Mixing annual plans in with monthly plans can artificially reduce your churn rate – this is particularly true if you have a lot of annual plans but few of them are up for renewal in the period you’re measuring. Also customers paying annually have a different mindset and level of commitment to your service so measuring their churn rate separately makes a lot of sense for most businesses.

In ChartMogul you can group plans together (e.g. by billing period)…

define plans

…and then drill-down into your churn graphs by plan group:

churn graph

When churn isn’t the right metric

If you’re a startup with mostly annual subscriptions and haven’t been in business that long, then a churn graph may not be a very useful metric until you’ve had more time to collect the necessary data to make it meaningful.  In this scenario we recommend looking more at your retention. A retention graph works by looking only at customers who are up for renewal in a given time period and then see’ing what percentage actually renews.

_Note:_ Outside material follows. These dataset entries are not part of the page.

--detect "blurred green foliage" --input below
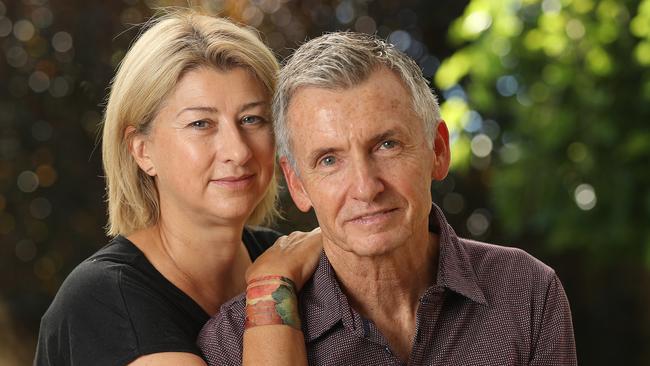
[434,0,650,266]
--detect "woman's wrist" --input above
[245,275,301,330]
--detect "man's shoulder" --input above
[459,238,556,293]
[458,238,555,275]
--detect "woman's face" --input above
[133,67,275,225]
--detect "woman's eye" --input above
[379,140,397,149]
[190,119,208,128]
[241,116,264,125]
[320,155,336,166]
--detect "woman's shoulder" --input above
[44,237,138,321]
[35,239,137,364]
[242,226,283,260]
[37,237,207,364]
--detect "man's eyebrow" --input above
[370,129,400,146]
[307,147,338,166]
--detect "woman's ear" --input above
[280,156,312,212]
[124,126,156,177]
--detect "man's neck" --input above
[324,232,438,362]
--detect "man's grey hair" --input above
[273,32,440,169]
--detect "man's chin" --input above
[334,232,400,258]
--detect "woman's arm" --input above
[129,352,207,366]
[243,228,322,366]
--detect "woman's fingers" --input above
[246,228,323,288]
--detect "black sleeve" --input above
[242,226,283,261]
[34,260,208,365]
[34,262,137,365]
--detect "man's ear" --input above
[124,126,156,177]
[431,121,451,180]
[280,156,312,212]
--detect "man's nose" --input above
[350,156,385,203]
[217,123,253,165]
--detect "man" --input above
[199,33,577,365]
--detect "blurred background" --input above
[0,0,650,365]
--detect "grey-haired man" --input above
[200,32,577,365]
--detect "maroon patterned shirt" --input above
[198,205,577,366]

For B2C subscription businesses such as Netflix, Spotify or Birchbox, where there are thousands of new customers being added each month with little expansion/contraction and mostly monthly subscriptions where customers can cancel at any time, then the standard churn method isn’t necessarily the best approach.

We first became aware of an alternative approach from this excellent blog post by Devin Brady at Recurly. That was in turn inspired by this post by Steven H. Noble from back in 2011.

I recommend reading these posts to fully understand the thinking and rational behind these formulas to see if they are suitable for your business.

At ChartMogul we’ve decided to give our customers the choice of two churn formulas based on the two schools of thought outlined above.